I will inevitably bawl my eyes out as I type this post. Yep, cue tears. Have hardly even started writing, and there they go.
But I need to type this, because someday, don’t ask me how or when, because right now I can’t even imagine it, someday I’ll be glad I did.
I want to remember Elsie’s squeak. Myeh-eh? she says, every time she sees me.
I want to remember her shining green eyes.
I want to remember the way she feels when I’m laying alongside her, rubbing her belly, and she stretches out and her whole body shakes.
The way she paws at the shower curtain, trying to stick her head it but yet avoid getting wet. Even the length of time it took for me to get a shower was too long, in her book, for her to be away from me.
The look on her face when my staff gave her scratches, and oh, how she loved it.
I want to remember the way she positively wedged herself into her basket-in-a-box-on-a-stack-of-drawers. The way she cuddled with the stuffed kitty in there.
I want to remember her little white toes and how soft they were.
I want to remember the way she was so persistent in waking me up to eat in the middle of the night… bite, likc, paw, bite… until I got up and fed her.
I want to remember her boxes. At last count, she had four. And they must have tissue paper inside.
And her shiny balls that she chased around the house. They’d collect under the couch, and if you threw six or seven at once, she’d go in all directions at the same time, and it was cute and hilarious.
I want to remember her spot on the back of the old couch, where she made a dent.
The way she sat like a gargoyle on the arm of the couch. Cutest gargoyle ever.
Most of all, I want, no, I need to remember the way she made me feel. She made me feel wanted, needed, loved in a way that no one and no thing ever had before. No matter what I was going through, she was there. If she was sick and I was having a meltdown in the shower, she’d climb right in the shower with me to help me.

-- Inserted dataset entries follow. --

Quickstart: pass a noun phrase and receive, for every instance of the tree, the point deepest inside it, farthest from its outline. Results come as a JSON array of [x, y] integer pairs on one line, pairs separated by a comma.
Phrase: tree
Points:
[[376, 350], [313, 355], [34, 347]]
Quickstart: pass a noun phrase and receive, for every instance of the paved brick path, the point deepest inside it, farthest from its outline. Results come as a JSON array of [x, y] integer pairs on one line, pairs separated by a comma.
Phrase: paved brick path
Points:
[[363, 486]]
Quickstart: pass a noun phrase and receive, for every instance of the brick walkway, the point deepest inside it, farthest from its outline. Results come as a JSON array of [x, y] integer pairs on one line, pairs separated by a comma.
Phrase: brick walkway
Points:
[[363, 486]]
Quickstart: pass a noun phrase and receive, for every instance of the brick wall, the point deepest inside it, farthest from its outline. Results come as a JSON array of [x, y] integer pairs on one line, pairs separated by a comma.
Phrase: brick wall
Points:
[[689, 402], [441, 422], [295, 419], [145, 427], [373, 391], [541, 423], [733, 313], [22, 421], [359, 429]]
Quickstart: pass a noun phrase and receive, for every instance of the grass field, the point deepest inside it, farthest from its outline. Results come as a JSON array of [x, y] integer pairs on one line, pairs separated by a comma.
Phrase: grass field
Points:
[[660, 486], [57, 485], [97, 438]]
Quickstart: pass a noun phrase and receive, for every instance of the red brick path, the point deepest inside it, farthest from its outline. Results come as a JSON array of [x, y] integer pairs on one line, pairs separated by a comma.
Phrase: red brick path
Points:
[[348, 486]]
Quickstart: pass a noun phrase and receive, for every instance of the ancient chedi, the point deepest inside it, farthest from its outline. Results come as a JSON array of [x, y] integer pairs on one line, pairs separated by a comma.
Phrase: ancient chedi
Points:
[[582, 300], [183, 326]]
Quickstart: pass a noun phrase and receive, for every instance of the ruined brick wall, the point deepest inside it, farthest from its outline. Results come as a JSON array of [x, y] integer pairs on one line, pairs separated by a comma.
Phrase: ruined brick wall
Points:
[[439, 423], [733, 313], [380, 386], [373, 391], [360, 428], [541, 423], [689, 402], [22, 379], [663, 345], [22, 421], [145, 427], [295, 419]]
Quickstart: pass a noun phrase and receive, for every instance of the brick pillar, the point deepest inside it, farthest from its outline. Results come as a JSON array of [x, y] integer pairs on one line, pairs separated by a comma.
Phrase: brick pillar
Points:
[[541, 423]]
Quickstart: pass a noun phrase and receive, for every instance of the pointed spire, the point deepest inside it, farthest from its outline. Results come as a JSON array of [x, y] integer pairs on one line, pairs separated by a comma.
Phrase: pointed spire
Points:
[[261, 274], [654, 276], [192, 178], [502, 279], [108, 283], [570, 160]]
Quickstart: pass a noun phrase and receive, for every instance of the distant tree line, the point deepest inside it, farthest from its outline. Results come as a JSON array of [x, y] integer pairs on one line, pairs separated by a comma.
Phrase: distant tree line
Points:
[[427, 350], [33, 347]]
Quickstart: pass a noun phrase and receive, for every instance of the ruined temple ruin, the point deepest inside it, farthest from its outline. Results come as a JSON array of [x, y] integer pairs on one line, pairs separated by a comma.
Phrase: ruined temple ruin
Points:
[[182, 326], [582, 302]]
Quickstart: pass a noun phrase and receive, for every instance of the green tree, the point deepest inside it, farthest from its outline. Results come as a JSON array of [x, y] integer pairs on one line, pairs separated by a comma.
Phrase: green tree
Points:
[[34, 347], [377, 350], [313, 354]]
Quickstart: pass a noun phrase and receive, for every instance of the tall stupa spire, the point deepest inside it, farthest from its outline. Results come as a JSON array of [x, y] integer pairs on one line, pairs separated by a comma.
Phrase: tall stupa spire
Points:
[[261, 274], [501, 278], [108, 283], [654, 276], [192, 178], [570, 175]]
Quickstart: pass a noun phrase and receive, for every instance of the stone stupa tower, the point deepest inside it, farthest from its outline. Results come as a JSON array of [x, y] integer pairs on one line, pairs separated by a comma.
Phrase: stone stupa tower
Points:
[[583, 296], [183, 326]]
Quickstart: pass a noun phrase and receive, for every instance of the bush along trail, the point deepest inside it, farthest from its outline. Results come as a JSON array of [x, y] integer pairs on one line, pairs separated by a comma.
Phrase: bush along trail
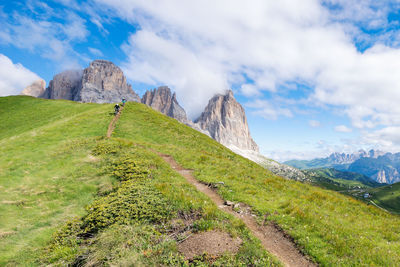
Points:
[[272, 238], [113, 122], [151, 216]]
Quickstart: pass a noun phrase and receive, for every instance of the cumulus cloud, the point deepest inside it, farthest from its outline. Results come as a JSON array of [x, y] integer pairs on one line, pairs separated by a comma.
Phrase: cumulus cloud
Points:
[[95, 51], [14, 77], [202, 47], [44, 31], [343, 129]]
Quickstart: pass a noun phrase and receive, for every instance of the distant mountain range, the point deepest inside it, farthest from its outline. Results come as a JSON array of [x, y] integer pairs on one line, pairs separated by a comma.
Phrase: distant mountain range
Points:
[[382, 167], [223, 119]]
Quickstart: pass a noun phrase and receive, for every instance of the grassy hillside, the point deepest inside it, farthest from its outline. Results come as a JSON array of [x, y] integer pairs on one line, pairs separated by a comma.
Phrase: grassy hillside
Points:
[[55, 162], [387, 197], [337, 180], [332, 228], [46, 174], [140, 208]]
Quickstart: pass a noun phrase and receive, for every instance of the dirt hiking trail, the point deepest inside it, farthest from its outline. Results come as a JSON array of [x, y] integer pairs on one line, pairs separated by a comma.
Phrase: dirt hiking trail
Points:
[[273, 239], [112, 124]]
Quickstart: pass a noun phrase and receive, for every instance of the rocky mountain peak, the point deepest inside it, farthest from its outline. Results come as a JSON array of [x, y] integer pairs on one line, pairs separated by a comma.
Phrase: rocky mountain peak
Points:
[[36, 89], [224, 118], [104, 82], [64, 85], [101, 82], [163, 100]]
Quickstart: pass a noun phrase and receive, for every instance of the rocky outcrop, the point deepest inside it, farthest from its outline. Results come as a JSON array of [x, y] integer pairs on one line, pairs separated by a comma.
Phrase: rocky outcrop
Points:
[[163, 100], [36, 89], [104, 82], [101, 82], [224, 118], [64, 85]]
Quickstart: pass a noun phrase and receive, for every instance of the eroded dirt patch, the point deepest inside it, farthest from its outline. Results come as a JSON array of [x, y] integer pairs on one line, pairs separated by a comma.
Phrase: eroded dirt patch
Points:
[[213, 243]]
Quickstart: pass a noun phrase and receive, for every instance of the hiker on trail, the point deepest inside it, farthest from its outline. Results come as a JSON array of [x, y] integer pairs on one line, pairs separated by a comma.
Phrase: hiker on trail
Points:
[[116, 108]]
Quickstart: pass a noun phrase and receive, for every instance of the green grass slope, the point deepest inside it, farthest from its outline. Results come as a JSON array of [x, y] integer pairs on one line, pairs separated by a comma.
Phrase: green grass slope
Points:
[[68, 196], [387, 197], [55, 163], [333, 179], [46, 174], [332, 228]]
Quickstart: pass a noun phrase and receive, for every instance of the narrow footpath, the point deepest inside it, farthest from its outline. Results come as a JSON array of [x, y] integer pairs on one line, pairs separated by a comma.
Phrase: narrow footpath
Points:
[[112, 124], [271, 238]]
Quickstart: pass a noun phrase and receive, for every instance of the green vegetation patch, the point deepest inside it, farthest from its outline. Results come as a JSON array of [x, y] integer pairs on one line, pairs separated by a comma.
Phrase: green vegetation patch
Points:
[[335, 230], [143, 218]]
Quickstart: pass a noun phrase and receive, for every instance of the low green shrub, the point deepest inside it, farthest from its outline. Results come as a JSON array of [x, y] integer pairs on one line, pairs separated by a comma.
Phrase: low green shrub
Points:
[[131, 201], [125, 168]]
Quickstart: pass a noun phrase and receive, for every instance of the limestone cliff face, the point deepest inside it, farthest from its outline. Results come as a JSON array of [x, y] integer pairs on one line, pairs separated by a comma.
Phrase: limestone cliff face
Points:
[[64, 85], [224, 118], [104, 82], [101, 82], [36, 89], [163, 100]]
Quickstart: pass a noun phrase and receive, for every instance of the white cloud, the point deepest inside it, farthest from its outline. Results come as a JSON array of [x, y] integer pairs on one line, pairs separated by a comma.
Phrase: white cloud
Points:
[[201, 47], [343, 129], [14, 77], [314, 123], [95, 51], [387, 139], [49, 33]]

I’m terrified to forget. I’m terrified that she will become less real, just a memory. I never want that to happen. If that means missing her so bad it continues to hurt for the rest of my life, I’m okay with that. I think it will always hurt. In a way, I hope it does, because that means she’s still real to me.

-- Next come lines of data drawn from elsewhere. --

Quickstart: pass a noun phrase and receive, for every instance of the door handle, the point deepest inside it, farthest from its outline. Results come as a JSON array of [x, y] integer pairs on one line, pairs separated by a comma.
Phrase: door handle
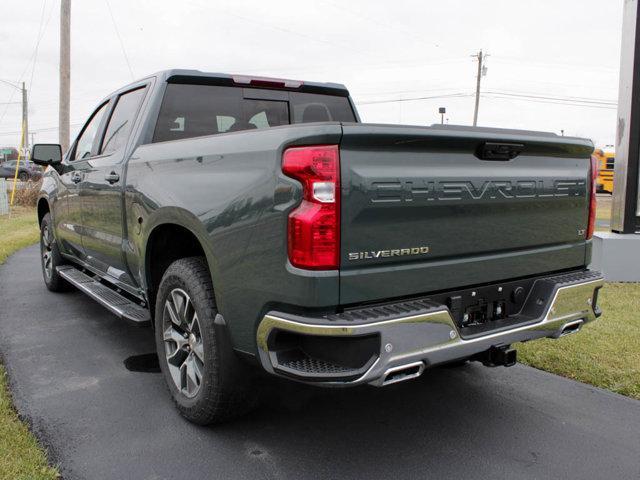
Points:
[[112, 177]]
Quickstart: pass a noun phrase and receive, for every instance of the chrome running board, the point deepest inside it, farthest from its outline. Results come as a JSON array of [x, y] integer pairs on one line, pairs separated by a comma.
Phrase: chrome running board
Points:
[[105, 296]]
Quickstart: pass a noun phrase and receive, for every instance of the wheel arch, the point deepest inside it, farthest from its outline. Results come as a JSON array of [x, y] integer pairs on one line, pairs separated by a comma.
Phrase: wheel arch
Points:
[[167, 242]]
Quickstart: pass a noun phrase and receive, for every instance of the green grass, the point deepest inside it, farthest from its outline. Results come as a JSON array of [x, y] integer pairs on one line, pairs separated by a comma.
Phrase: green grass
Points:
[[20, 455], [606, 353]]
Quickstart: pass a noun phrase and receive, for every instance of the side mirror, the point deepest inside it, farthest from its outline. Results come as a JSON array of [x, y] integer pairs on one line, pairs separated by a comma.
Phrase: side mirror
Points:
[[46, 154]]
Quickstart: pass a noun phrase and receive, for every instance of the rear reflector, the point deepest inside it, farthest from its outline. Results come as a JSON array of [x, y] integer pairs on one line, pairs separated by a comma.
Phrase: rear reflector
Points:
[[314, 226], [592, 202]]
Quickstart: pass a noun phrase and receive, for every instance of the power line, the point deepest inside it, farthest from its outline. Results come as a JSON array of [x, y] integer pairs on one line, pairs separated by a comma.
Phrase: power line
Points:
[[562, 99], [124, 52], [413, 99], [32, 58], [551, 102]]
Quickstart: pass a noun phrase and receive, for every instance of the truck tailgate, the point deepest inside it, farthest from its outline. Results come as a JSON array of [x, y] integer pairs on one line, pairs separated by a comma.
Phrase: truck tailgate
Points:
[[427, 209]]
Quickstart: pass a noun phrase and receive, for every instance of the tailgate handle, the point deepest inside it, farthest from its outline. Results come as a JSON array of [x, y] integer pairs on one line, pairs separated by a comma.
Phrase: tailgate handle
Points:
[[499, 151]]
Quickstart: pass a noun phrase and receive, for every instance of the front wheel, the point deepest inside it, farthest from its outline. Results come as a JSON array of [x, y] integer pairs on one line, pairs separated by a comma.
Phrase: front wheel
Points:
[[50, 258], [208, 383]]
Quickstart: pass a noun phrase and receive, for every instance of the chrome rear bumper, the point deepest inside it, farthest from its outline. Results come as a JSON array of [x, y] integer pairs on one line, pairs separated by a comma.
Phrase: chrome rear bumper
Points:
[[414, 335]]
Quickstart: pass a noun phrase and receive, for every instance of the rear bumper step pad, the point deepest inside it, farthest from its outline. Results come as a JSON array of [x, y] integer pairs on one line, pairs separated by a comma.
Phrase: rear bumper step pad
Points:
[[418, 334], [107, 297]]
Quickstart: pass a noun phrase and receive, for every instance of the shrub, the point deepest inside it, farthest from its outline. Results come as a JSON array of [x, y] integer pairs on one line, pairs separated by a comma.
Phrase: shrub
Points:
[[27, 193]]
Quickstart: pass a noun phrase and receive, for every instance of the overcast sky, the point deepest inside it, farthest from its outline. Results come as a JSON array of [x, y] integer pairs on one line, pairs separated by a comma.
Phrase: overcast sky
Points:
[[565, 51]]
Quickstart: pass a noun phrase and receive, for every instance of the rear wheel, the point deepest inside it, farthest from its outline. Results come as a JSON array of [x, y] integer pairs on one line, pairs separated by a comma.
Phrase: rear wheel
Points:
[[50, 258], [208, 383]]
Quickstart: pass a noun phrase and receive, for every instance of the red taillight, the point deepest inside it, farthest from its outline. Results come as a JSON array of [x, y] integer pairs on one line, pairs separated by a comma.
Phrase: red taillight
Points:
[[314, 226], [592, 197]]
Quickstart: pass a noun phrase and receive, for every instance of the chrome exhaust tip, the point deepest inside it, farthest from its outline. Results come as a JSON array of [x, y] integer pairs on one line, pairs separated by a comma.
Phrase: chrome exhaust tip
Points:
[[571, 328], [402, 373]]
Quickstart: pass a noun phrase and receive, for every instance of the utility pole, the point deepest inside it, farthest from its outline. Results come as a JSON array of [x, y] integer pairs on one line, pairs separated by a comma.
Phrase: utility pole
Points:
[[481, 72], [25, 119], [65, 73]]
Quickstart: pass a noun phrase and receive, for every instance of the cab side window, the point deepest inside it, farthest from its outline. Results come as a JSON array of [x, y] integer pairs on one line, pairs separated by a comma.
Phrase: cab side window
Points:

Elsie Penelope, I love you, baby tee. No kitty will ever replace you, but you know me and you know that I need to have somebody here with me… she is not coming to replace you in any way, but to help me heal. I’ll never stop longing for you. Please don’t be scared, because Jesus is going to greet you with open arms. He will take better care of you than I ever could. I trust Him completely with you. But hey, kitty girl? Please don’t forget your mama. I’ll see you someday soon.